Quando alle nove di sera Mario Draghi lascia Palazzo Chigi nessuno sa come davvero oggi andrà a finire. L’ottimismo con cui si era aperta la giornata nel corso delle ore si è parecchio affievolito. Il premier ha confermato che stamane, dopo il suo intervento ascolterà il dibattito prima di trarre le sue conclusioni e attendere la fiducia delle Camere. Una disponibilità non scontata fino al giorno prima, frutto certamente dei numerosi inviti rivolti all’ex banchiere centrale a non abbandonare la guida del Governo italiano. Quello che ancora a ieri sera mancava è però la ri sposta dei partiti. Ed è proprio questo l’aspetto più inquietante di cui, è probabile, Draghi ha parlato ieri mattina con il Capo dello Stato in quello che dal Colle è stato definito un incontro interlocutorio e nel quale il presidente del Consiglio ha anticipato le condizioni che oggi esporrà nell’Aula di Palazzo Madama per portare avanti il Governo e la legislatura.

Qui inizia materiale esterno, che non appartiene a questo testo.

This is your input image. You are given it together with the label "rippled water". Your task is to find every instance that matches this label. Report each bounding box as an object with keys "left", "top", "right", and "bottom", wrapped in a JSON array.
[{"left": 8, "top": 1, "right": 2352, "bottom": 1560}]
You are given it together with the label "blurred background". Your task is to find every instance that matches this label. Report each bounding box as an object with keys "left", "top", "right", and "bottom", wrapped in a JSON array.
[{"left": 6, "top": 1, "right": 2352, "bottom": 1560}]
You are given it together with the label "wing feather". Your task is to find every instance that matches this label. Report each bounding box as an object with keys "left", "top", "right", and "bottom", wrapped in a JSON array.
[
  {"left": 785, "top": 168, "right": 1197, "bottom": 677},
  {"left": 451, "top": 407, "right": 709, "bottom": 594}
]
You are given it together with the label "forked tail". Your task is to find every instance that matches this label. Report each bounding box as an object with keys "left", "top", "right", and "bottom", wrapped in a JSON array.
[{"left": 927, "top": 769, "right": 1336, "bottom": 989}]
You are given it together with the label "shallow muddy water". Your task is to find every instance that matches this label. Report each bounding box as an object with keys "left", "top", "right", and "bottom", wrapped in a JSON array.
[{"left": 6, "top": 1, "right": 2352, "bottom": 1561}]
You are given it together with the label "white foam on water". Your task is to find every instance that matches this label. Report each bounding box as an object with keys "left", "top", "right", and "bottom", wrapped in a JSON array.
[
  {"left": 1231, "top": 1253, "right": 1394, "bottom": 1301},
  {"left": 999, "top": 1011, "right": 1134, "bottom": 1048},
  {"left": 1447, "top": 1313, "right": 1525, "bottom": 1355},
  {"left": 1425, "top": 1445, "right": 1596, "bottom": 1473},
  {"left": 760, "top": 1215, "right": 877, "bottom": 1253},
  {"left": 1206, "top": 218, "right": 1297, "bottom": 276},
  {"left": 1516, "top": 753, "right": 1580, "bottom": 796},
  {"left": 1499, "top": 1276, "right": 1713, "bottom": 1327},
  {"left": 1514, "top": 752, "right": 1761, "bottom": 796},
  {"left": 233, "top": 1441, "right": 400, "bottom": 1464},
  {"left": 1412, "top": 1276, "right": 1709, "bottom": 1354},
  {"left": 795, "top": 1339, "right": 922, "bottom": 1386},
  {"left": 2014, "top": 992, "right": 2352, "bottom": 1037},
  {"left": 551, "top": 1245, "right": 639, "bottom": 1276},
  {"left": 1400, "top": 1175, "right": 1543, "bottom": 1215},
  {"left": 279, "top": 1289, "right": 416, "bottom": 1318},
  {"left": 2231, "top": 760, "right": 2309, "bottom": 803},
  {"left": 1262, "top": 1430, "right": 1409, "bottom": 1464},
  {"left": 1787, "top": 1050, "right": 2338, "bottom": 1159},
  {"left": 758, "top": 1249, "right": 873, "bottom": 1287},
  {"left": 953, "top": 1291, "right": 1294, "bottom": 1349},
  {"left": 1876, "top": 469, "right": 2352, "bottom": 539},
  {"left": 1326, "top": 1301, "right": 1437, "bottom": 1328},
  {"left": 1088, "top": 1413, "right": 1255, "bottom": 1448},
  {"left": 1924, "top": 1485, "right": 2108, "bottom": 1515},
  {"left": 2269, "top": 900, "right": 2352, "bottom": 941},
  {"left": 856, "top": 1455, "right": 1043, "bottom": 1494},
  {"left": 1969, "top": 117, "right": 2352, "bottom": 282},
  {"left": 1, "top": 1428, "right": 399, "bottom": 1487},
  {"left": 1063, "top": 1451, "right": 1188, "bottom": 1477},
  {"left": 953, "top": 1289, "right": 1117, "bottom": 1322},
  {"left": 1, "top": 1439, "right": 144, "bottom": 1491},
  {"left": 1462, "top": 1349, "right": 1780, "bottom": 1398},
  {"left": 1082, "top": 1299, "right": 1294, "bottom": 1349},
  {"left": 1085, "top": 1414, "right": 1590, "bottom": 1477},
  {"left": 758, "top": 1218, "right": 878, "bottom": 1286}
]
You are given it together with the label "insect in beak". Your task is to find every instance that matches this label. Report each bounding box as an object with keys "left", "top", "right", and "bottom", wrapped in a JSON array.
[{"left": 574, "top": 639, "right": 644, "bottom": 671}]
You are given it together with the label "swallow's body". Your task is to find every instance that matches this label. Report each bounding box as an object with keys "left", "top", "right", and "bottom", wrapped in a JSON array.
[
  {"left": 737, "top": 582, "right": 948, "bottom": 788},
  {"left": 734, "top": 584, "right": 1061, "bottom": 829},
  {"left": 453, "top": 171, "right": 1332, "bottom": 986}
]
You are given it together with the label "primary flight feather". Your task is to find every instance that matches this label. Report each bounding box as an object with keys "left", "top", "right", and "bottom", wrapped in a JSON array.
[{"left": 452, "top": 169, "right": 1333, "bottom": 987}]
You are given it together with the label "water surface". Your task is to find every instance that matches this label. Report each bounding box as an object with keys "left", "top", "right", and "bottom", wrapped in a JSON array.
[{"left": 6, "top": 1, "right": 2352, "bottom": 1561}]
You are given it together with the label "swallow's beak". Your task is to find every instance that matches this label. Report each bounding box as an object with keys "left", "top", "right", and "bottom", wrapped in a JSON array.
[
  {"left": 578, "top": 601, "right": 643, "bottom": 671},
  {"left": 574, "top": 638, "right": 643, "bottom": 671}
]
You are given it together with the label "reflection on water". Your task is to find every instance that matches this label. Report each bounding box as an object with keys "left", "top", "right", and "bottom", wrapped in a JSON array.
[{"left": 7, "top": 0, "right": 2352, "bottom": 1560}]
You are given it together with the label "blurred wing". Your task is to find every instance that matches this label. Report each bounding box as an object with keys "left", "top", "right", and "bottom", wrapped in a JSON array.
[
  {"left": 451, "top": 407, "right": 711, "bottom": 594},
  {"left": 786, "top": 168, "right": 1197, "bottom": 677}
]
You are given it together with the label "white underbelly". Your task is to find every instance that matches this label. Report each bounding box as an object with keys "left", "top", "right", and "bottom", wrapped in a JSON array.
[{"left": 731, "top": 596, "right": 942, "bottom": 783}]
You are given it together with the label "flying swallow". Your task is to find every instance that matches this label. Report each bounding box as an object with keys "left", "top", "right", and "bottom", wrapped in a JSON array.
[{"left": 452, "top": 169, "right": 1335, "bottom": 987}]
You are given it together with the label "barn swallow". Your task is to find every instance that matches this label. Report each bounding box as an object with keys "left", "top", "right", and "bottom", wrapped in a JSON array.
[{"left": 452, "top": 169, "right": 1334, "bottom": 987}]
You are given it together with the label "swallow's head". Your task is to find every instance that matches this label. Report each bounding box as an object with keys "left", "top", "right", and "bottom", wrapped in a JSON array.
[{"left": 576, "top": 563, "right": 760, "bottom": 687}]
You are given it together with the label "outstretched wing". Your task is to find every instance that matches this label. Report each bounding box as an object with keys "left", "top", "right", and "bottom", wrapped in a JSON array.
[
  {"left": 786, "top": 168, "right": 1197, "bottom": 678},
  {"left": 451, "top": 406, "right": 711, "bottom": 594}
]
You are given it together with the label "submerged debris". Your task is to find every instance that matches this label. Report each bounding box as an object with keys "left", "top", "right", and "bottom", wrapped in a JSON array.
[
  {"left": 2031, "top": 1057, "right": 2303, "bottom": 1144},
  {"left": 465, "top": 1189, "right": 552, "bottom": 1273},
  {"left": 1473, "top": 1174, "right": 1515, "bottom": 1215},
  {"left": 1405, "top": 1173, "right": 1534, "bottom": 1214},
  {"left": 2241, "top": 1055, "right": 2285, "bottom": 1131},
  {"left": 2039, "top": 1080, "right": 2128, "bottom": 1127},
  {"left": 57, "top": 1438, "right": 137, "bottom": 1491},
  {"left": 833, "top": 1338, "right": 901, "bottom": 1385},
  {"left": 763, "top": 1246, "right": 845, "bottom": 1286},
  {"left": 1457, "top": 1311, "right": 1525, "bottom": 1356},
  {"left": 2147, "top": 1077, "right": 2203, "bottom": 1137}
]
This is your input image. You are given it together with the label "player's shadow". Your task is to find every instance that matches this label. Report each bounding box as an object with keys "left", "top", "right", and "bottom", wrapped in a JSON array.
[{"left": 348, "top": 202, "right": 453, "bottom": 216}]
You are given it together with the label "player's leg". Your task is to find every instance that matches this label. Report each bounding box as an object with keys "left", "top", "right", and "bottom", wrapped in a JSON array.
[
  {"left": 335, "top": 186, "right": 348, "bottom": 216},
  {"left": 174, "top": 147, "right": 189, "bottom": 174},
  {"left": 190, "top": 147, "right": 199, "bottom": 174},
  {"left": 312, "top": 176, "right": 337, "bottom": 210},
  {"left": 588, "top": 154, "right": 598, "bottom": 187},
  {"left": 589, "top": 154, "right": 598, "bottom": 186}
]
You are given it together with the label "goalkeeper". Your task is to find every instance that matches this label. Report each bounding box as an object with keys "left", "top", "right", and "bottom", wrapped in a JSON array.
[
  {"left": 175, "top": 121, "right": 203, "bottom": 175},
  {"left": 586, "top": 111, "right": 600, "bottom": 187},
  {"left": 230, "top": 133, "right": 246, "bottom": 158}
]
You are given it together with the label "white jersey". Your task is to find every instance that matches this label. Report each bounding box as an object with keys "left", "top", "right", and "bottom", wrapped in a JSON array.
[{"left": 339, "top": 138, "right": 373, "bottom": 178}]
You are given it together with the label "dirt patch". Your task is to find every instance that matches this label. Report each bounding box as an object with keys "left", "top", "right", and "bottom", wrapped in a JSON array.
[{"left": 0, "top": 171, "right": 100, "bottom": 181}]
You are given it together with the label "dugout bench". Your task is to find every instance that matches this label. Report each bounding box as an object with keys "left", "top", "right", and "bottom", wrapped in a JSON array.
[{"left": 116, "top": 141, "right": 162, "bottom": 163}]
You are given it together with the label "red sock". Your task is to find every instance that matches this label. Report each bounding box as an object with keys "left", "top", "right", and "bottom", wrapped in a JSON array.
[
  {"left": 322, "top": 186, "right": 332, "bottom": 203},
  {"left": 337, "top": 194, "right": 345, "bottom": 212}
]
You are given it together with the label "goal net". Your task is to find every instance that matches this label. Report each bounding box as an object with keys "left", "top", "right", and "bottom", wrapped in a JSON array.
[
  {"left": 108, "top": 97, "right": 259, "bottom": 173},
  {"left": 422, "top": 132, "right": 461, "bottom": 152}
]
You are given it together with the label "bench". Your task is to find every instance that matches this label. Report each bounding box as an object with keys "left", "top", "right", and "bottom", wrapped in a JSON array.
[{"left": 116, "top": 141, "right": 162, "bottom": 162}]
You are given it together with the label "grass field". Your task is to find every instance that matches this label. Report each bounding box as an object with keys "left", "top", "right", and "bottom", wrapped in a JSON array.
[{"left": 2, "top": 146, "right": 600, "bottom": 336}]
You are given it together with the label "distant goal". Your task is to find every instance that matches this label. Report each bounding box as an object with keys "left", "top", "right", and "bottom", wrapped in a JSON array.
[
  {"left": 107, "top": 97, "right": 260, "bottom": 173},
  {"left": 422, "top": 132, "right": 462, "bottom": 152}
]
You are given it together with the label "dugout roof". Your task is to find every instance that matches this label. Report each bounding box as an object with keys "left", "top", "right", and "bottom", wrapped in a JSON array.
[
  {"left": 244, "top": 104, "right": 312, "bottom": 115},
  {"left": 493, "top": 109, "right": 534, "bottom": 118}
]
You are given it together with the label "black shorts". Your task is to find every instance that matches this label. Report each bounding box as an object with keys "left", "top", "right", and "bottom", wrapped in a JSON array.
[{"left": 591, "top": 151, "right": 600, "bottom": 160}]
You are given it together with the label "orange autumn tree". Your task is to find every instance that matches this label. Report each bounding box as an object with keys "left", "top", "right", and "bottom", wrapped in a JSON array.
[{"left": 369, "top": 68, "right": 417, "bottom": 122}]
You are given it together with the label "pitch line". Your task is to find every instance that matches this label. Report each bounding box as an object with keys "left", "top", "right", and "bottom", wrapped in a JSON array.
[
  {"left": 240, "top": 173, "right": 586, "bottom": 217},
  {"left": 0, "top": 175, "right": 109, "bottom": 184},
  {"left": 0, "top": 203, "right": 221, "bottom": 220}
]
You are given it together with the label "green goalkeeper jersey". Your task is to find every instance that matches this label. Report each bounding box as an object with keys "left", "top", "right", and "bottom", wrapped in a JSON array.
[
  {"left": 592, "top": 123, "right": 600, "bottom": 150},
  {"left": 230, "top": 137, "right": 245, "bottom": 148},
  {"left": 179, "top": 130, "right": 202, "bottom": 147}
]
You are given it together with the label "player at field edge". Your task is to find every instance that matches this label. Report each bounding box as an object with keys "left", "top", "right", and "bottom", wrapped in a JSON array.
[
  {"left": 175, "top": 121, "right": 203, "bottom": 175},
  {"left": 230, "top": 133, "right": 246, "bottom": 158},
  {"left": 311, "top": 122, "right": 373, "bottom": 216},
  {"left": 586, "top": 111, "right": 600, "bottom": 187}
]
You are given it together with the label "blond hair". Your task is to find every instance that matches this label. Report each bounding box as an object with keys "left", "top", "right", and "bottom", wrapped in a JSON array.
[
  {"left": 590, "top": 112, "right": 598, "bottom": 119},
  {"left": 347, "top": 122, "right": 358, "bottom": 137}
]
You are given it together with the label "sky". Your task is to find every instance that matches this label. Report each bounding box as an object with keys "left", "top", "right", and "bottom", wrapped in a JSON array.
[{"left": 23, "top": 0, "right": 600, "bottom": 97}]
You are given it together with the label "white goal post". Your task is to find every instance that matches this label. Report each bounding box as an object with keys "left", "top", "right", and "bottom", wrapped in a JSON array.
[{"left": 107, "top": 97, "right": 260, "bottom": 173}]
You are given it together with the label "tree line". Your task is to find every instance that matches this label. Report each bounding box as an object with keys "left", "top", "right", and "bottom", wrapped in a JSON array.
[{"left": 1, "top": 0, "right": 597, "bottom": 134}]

Nessuno però – tranne Enrico Letta, che assicura il sostegno del Pd – vuole scoprire le carte. Con il segretario dem il premier si è incontrato in mattinata. Un faccia a faccia scoperto casualmente che ha mandato su tutte le furie Silvio Berlusconi e Matteo Salvini, i quali dopo aver espresso il loro sconcerto, assieme al centrista Maurizio Lupi e a Lorenzo Cesa dell’Udc, hanno tenuto un vertice pressoché permanente presso Villa Grande, la residenza romana del Cavaliere dalla quale uscivano nel frattempo indiscrezioni tutt’altro che confortanti ai fini della soluzione della crisi. Alla fine la telefonata di Berlusconi direttamente a Draghi e il successivo incontro serale a Palazzo Chigi con Antonio Tajani lo stesso Salvini e gli altri leader centristi del centrodestra ha dato modo di ammorbidire i toni e soprattutto di rilanciare al presidente del Consiglio le proprie condizioni. Il leader della Lega è tornato alla carica sull’impossibilità di convivenza con M5s ma anche sulla necessità che il Pd torni indietro su quelle che Tajani ha definito «proposte divisive» come quella sulla cannabis. Non è stata invece avanzata una richiesta rimpasto (il capogruppo del Carroccio Molinari aveva puntato l’indice su Speranza e Lamorgese) ma è stata rilanciata la questione immigrazione. Draghi ha ascoltato ma la risposta andrà cercata nell’intervento che terrà questa mattina.
Resta ancora aperta l’incognita M5s. C’è chi non esclude che alla fine Conte potrebbe decidere di votarla per passare il cerino nelle mani del centrodestra. Non è dato sapere se ci sono stati contatti tra il leader pentastellato e il suo successore a Palazzo Chigi. Luigi Di Maio però non ha dubbi: «Diciamo la verità, il partito di Conte ha già deciso di non votare la fiducia al governo Draghi. Conte sta scommettendo sul voto anticipato, ma sarebbe un ulteriore crollo nei sondaggi», ha detto convinto il ministro degli Esteri.
L’ipotesi del voto anticipato continua comunque a restare sul tavolo. Berlusconi lo avrebbe confermato anche a Giorgia Meloni in una telefonata. Ci punta anche Salvini nonostante le riserve dei governatori del Carroccio e dei ministri. Il segretario della Lega è convinto che solo in questo modo può arrestare l’emorragia di consensi verso il partito della Meloni. L’unico che invece non ha dubbi è Matteo Renzi: «Il solo problema rimasto è se Conte esce dalla maggioranza domani, tanto ormai tutti sappiamo che Draghi rimarrà, meno male».